A von Neumann language in computing is a programming language that is a high-level abstract isomorphic copy of a von Neumann architecture.[1], most current programming languages fit into this description, likely as a consequence of the extensive domination of the von Neumann computer architecture during the past 50 years.
The differences between Fortran, C, and even Java, although considerable, are ultimately constrained by all three being based on the programming style of the von Neumann computer. If, for example, Java objects were all executed in parallel with asynchronous message passing and attribute-based declarative addressing, then Java would not be in the group.
The isomorphism between von Neumann programming languages and architectures is in the following manner:
John Backus asserted that assignment statements in von Neumann languages split programming into two worlds. The first world consists of expressions, an orderly mathematical space with potentially useful algebraic properties: most computation takes place here. The second world consists of statements, a disorderly mathematical space with few useful mathematical properties (structured programming can be seen as a limited heuristic that does apply in this space, though).
Backus claimed that by 1978 there existed in computer science a vicious cycle where the long-standing emphasis on von Neumann languages has continued the primacy of the von Neumann computer architecture, and dependency on it has made non-von Neumann languages uneconomical and thus limited their further development: the lack of widely available and effective non-von Neumann languages has deprived computer designers of the motivation and the intellectual foundation needed to develop new computer architectures.[2]
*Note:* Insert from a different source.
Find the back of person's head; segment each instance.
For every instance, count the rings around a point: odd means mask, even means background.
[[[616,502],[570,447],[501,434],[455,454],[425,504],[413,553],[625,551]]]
Many modern processors now contain multiple processing cores, and multi-threaded programming is usually the most efficient way to use more computational power in a single program. Some modern processors are highly optimized with techniques including out-of-order execution, but with complex logic to detect when this can be done without violating the von Neumann semantics of the logical programming model. Separate instruction and data caches are widely used, making the hardware a Modified Harvard architecture, but again with logic to detect cases where the optimization fails, to be able to execute self-modifying code.
Some specialized processors (including GPUs) are very wide multiple instruction, multiple data (MIMD) devices. General-purpose CPUs do commonly have multiple cores, but each one is fast enough that many programs are fast enough without parallelizing single tasks. (Threads are commonly used to deal with asynchronous inputs or outputs, especially in a GUI.) General-purpose CPUs are technically MIMD devices, but usually only hardware designed from the ground up for MIMD programming is referred to as MIMD.
Many widely used programming languages such as C, C++ and Java have ceased to be strictly von Neumann by adding support for parallel processing, in the form of threads. However, most of the categorically non-von Neumann languages are also functional languages and have not achieved widespread use.